Bob was from Rochester, New York but he had a nasal, flat, Chicago accent for some reason. You thought he was going to say “Da Bears,” when he spoke. With his height, and enthusiasm, the accent, he was so unlike everyone else in Hollywood. How could you not like him? He’d seen the highs, the lows, new highs. He was not impressed by the trappings of fame. He was just an actor.
I cheered, along with his other friends, when we saw him in Alexander Payne’s “The Desecendants” or in the revived “Twin Peaks,” basically replacing his old friend, Michael Ontkean. “Twin Peaks” was so nutty, I had to ask him one day, did he know what was going on?
“I didn’t understand a word of it!” he told me. “But I love David Lynch. This guy is a genius. You just have to trust him.” And so he did.
In 1990, to pick a year and a credit, Bob starred in a great little indie film called “Diamond Men” with Donnie Wahlberg. If you can find it online, watch it. His old, dear friend Kathie Berlin, one of the great publicist in Hollywood history, got everyone ginned up about it. We thought Bob would get another award. But there was money behind it, so “Diamond Men” faded into history as a lost gem. But just watch him in it. There isn’t a false note.
Bob had another long friendship in Hollywood, with Dani Janssen, the widow of “Fugitive” star David Janssen. He’d known David, who died way too young, and Dani was the doyenne of Hollywood for decades, so they palled around and accompanied each other to a lot of parties in the 2000s, before Dani– also much beloved– retired from the scene.
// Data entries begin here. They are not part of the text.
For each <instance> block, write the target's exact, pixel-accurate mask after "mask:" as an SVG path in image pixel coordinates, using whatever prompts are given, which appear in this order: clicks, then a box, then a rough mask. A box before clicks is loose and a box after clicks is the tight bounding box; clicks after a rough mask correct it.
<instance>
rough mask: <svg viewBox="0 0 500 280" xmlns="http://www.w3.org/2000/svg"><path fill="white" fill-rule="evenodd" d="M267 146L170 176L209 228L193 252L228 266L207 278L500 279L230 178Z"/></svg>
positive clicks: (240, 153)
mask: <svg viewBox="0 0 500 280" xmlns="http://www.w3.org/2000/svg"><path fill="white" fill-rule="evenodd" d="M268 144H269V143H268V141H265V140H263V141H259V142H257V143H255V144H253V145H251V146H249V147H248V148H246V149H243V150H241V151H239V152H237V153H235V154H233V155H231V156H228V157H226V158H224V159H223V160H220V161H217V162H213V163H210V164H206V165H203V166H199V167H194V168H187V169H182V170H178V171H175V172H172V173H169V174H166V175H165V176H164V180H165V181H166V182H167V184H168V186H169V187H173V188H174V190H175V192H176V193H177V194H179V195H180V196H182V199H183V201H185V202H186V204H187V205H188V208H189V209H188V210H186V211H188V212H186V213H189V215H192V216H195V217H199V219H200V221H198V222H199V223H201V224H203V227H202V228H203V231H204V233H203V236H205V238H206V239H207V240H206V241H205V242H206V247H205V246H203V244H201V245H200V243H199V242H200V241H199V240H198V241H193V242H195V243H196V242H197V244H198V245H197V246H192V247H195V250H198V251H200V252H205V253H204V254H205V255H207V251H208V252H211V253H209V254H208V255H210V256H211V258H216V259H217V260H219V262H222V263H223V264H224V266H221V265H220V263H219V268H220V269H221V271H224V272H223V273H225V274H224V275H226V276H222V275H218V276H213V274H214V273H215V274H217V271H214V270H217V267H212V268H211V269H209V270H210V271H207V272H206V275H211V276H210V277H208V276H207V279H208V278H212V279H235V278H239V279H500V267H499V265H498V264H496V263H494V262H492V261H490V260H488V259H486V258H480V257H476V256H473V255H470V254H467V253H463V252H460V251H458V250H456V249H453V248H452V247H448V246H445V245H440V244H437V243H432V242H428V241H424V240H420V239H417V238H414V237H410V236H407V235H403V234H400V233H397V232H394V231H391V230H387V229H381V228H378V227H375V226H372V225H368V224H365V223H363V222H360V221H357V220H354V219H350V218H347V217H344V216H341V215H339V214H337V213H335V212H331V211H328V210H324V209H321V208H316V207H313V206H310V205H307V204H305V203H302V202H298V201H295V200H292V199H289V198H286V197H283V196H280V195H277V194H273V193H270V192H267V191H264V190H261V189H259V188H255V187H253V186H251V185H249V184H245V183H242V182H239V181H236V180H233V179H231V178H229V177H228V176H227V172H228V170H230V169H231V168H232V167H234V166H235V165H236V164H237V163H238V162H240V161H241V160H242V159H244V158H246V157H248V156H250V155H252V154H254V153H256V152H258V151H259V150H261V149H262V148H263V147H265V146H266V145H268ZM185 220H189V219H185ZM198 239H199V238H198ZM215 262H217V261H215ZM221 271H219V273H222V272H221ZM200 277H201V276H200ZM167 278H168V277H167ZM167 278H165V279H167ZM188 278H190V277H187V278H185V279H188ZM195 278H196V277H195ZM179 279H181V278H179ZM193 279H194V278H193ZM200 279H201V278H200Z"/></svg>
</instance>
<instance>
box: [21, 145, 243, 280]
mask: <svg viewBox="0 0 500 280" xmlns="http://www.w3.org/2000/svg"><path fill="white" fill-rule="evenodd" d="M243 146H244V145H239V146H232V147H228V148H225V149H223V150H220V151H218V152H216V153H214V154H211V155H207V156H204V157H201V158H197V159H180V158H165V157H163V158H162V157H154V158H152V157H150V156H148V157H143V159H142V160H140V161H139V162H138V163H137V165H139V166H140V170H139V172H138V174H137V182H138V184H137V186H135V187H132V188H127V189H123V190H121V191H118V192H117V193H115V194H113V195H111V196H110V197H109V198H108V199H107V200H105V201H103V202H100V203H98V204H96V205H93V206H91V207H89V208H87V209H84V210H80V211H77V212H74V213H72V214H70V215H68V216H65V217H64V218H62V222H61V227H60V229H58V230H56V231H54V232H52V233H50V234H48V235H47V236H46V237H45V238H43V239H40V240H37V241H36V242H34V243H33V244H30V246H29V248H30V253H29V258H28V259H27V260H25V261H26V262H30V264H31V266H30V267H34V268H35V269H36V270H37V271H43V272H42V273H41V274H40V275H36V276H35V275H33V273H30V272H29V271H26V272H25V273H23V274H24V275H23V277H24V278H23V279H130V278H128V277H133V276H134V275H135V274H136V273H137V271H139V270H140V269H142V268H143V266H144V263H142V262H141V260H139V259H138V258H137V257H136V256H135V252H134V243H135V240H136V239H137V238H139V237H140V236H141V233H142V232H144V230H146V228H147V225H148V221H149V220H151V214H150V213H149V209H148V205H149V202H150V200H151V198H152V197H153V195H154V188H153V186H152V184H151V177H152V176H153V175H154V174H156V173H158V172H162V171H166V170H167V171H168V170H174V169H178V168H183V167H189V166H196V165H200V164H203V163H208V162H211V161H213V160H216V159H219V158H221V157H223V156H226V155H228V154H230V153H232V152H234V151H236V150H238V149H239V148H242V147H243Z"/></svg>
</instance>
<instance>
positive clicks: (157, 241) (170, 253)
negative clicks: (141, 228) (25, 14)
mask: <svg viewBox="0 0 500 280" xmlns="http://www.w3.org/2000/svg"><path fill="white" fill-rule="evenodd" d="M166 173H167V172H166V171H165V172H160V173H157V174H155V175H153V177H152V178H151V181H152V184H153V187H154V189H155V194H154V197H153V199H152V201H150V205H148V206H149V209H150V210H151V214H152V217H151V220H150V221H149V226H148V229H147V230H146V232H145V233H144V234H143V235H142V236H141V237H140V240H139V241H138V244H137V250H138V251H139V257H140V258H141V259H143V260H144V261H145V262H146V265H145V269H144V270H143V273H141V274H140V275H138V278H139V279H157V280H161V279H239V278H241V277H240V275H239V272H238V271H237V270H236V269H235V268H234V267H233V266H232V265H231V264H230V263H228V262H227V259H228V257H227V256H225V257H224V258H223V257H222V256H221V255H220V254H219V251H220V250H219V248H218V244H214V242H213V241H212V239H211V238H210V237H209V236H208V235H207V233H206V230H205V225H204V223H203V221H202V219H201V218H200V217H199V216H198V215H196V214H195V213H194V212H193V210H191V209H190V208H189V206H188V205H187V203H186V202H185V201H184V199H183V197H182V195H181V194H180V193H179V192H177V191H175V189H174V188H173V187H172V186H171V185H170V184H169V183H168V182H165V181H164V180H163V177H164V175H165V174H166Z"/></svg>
They were a great pair to hang with because they knew everything, and said very little. They could have been characters out of “Once Upon a Time in Hollywood,” survivors of their own golden era who wouldn’t stand down. And I was so glad they didn’t.
Bob has a great girlfriend, Denise, and a big family of kids and grandkids. He has fans from all his shows, too. But he leaves a legacy of friends, from actors and journalists to just a lot of people he handed that letter opener to, who will never forget him and always clap when they see him pop up on their screens. I will really miss him.